Hi, I’m the lead programmer of Team 2976, same team as DaveL. I have never experimented with velocity calculations with an encoder since I have always used the premade one in the encoder library. Normally I find the change in position in a constant time period…say 100 milliseconds. This usually works well for regular encoders that return 360 ticks per revolution. However, in the hardware setup we have, as DaveL explained we only have 6 spokes and 6 ticks per revolutions. Reading through your suggestions I have found namely 3 solutions:
1) Measure the change in position with constant time (100ms). However, as phurley67 pointed out this only gives us +- 100 rpm and the uncertainty increases with smaller sample times
2) Measure the change in time between 2 successive pulses or ticks. Although I haven’t tried this I calculate about 3 ms change in time and I feel this will give lots of noise. Furthermore, I also am worried about CPU usage when throwing interrupts ever 3 ms.

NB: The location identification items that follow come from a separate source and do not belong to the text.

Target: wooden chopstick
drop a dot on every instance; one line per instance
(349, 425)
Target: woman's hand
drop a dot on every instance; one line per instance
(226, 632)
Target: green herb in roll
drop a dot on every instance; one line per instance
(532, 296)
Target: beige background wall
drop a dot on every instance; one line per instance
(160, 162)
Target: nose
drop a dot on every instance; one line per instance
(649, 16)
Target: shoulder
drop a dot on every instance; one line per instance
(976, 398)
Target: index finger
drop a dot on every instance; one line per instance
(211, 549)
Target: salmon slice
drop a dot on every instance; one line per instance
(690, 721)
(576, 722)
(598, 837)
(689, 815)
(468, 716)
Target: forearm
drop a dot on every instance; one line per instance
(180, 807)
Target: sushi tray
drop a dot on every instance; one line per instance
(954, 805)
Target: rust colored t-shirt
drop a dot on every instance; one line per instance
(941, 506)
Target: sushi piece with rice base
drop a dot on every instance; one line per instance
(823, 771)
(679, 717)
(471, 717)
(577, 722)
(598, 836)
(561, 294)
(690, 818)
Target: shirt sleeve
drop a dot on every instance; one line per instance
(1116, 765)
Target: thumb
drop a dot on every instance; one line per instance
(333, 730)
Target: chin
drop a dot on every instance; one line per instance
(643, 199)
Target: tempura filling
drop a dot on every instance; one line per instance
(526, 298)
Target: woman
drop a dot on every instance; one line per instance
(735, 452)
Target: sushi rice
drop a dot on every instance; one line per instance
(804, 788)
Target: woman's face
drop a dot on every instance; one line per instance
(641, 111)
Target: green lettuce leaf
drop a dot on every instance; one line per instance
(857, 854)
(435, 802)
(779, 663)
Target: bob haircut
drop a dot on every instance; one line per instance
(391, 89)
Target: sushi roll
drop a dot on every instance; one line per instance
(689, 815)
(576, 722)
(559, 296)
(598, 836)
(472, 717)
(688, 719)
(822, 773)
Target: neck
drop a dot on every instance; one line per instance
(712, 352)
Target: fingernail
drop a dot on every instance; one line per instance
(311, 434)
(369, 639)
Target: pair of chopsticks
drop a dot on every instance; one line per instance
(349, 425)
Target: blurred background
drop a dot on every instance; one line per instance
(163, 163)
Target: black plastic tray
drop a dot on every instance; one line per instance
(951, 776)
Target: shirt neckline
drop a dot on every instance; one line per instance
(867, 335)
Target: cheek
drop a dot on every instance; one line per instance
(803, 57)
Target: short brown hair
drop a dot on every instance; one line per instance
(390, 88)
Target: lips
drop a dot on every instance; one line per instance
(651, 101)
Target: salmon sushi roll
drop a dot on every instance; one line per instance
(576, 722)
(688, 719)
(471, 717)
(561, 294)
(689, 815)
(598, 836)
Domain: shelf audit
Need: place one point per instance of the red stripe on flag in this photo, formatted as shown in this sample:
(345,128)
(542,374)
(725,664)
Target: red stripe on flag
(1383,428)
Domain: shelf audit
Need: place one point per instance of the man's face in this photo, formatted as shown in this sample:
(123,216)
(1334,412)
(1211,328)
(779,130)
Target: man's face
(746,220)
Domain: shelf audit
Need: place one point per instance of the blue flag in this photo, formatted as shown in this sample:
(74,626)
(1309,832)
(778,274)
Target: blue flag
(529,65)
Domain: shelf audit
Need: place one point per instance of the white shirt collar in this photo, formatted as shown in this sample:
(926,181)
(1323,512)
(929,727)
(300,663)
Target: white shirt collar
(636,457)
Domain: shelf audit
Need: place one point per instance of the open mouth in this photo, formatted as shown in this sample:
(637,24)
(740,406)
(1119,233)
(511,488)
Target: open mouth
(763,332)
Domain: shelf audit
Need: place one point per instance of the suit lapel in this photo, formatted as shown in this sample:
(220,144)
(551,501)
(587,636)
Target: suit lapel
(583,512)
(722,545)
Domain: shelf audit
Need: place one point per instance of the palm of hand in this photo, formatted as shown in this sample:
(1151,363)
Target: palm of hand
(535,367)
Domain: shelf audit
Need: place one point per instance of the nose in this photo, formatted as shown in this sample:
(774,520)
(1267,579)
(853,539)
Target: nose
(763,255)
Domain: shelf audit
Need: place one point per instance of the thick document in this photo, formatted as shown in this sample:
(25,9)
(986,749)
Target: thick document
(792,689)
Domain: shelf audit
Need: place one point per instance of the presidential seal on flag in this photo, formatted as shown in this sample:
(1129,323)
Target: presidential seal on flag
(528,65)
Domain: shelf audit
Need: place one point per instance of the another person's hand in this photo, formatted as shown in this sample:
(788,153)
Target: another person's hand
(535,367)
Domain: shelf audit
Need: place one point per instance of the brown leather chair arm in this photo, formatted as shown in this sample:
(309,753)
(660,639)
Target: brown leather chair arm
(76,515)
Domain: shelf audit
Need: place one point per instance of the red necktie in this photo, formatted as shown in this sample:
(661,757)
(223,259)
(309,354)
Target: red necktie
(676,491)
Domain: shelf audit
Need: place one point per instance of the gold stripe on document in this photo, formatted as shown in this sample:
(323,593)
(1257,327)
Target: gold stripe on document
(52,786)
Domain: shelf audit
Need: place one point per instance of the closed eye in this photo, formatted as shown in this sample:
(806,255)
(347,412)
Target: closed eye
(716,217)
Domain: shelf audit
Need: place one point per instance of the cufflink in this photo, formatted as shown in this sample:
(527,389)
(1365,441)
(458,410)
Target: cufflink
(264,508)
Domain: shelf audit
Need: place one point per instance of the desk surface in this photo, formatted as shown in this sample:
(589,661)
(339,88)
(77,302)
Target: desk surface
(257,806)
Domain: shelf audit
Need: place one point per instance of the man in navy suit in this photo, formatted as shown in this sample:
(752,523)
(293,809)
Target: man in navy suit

3) Use an encoder. This is a good solution, except, our team wants it to be done using a beam break. Nevertheless, it will be interesting to work with this.
My solution is using a tracking loop, similar to a Kalman filter. The principle behind this is our knowledge of the relationship between position and velocity—I.e. integrate position to get velocity—can allow us to estimate the velocity with less noise.
Here is the outline of a tracking loop:
Basic physics tells us that integrating velocity results in displacement, or position. So I do that and integrate a variable I call velocity_estimated. The result of this integration will be the estimated position.
I feed this into a PI controller as the input and set its setpoint to the measured position and the controller will try to minimize the error by giving me more accurate values of velocity_estimated.
In a way this is recursive. I first calculate the estimated position by integrating the estimated velocity. I compare this value to the measured position and using a feedback loop get a more accurate estimate for velocity which I integrate once again…and the cycle continues.
Even though this is a roundabout way to get at the velocity, this is good. By integrating position, we absorb error and hope that it will cancel.
See for yourself here is a link to my github page where I created a simulation of a spinning wheel with the extra time I have since school is out for winter break.
https://github.com/neilhazra/Simulat.../Simulate.java
If you run it, you will notice estimated position is almost always closer to the hypothetical position_exact than measured position is. And that velocity_estimated is more precise and consistent (with much less noise) than delta position/ delta time.
This is not a perfect simulation, I assumed our error would be randomly distributed which it will definitely not be. I will need to test it on a real robot soon.